Is This What A Trade War Looks Like?


Is This What A Trade War Looks Like?

It started as tariffs on steel and aluminum. Are China and the U.S. now in a trade war? NPR’s David Greene puts this question to Glenn Hubbard, former chairman of the Council of Economic Advisers.


Well, another day, another threat of tariffs. Last night, the White House announced that President Trump wants the U.S. trade representative to consider an additional $100 billion of tariffs on Chinese goods. This was in response to what he said was China’s unfair retaliation. Now, China – for its part – warned this morning that it was prepared to fight back, quote, “at any cost.” We should say, though, that President Trump, during a visit to West Virginia, did seem optimistic that this standoff with China will end well.

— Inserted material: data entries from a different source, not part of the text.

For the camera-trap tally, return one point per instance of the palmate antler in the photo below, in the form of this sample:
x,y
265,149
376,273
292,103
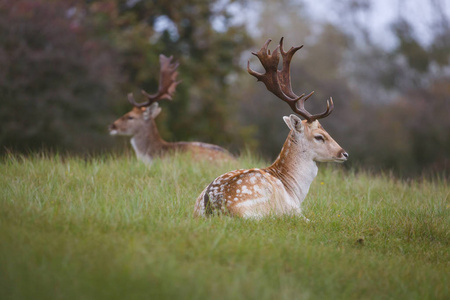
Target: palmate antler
x,y
167,83
279,81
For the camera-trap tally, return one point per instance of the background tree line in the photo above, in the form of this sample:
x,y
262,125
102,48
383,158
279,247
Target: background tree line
x,y
66,67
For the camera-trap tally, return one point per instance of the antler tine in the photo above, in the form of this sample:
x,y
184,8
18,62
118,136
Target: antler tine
x,y
279,82
167,83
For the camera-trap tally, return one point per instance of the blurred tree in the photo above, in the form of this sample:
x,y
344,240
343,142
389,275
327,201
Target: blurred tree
x,y
208,44
55,79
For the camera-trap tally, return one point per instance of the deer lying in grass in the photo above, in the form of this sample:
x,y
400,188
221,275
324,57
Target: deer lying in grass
x,y
282,187
140,124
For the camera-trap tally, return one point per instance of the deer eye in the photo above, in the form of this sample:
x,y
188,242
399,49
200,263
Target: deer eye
x,y
319,138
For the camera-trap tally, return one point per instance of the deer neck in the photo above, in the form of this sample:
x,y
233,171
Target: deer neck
x,y
294,167
147,142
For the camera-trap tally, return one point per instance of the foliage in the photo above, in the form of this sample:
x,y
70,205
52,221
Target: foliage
x,y
55,78
67,66
109,227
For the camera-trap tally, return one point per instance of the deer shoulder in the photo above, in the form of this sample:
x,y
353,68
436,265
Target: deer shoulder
x,y
280,188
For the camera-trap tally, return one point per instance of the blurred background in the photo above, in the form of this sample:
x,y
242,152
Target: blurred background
x,y
66,68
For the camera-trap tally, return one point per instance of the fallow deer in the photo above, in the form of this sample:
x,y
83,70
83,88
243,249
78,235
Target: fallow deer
x,y
140,124
280,188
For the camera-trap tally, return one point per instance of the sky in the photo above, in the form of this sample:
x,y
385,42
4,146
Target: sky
x,y
378,19
383,12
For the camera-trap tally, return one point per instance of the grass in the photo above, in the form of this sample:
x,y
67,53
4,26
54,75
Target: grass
x,y
111,228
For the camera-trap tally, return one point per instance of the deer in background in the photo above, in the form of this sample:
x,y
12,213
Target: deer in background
x,y
280,188
140,124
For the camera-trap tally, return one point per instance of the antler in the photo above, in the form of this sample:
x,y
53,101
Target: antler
x,y
167,83
279,82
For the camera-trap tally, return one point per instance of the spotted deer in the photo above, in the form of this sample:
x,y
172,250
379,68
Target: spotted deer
x,y
140,124
280,188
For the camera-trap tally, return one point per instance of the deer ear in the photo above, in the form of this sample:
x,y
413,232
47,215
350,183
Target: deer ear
x,y
152,111
294,123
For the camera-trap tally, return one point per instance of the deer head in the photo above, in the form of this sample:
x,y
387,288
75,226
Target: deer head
x,y
307,134
280,188
143,114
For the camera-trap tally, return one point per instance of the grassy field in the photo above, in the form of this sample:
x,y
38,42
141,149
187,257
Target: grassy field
x,y
111,228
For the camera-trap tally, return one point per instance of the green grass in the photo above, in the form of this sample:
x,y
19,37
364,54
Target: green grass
x,y
111,228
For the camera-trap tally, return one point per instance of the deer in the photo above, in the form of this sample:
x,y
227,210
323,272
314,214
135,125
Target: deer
x,y
140,125
280,188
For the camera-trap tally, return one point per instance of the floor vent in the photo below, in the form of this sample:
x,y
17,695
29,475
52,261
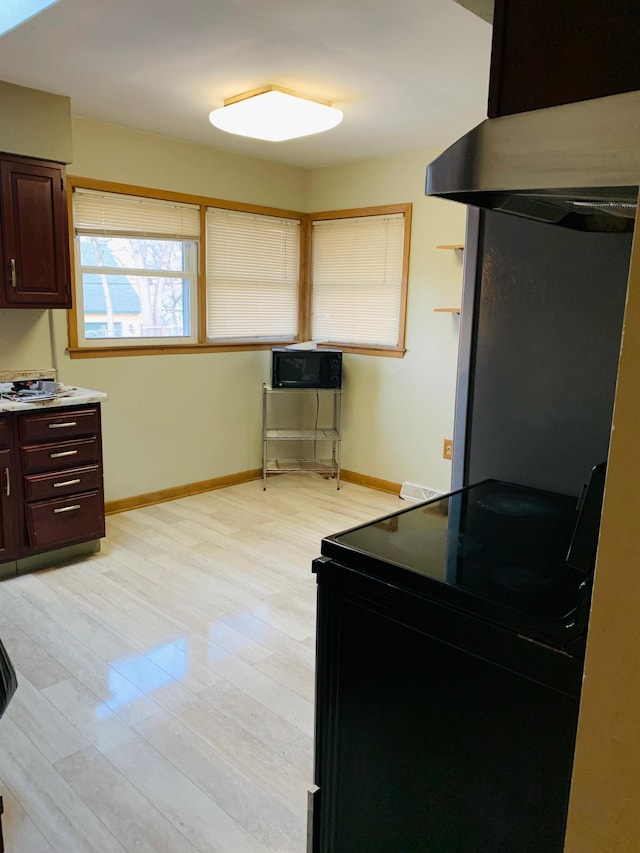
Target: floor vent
x,y
416,493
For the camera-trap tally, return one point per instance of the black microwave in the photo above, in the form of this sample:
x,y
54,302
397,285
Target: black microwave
x,y
297,368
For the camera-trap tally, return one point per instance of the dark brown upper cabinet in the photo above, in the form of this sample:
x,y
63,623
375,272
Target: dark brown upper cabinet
x,y
552,52
35,236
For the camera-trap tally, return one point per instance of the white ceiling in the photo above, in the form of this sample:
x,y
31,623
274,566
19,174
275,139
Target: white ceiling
x,y
406,73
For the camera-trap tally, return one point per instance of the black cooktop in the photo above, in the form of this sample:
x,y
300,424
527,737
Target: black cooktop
x,y
495,549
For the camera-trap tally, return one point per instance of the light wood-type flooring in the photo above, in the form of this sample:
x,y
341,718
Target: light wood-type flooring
x,y
165,700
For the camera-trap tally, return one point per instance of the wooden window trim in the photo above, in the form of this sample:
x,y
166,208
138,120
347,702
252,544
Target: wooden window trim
x,y
352,213
202,345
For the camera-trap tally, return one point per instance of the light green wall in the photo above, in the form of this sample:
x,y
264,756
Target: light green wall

PRESIDENT DONALD TRUMP: In many respects, I think we’re going to have a fantastic relationship – long term – with China, but we have to get this straightened out. We have to have some balance.

GREENE: All right, I want to bring in Glenn Hubbard. He’s the former chair of the Council of Economic Advisers under President George W. Bush. He joined us just a matter of weeks ago on the eve of the first U.S. tariffs. Mr. Hubbard, welcome back.


GREENE: So did you expect all this to escalate as much as it has?

HUBBARD: I think so. I mean, President Trump has been clear from his campaign and his presidency that he feels China is a real issue. I do think it’s possible to find an off-ramp, but I’m not entirely sure the administration knows where it is. It’s getting some things right, some things wrong and ignoring the elephant in the room.

GREENE: Well, what is the elephant in the room?

HUBBARD: The elephant in the room is actually helping people be – left behind by forces like globalization and technological change. That’s where the political animus toward trade comes from. And unfortunately, nothing the president is talking about helps those people, but there’s a lot that we could do.

GREENE: So I mean, the president, I guess, would argue that, overall, an unfair trading relationship with China does not help American workers and that the long game here is to level the playing field. Do you see it differently?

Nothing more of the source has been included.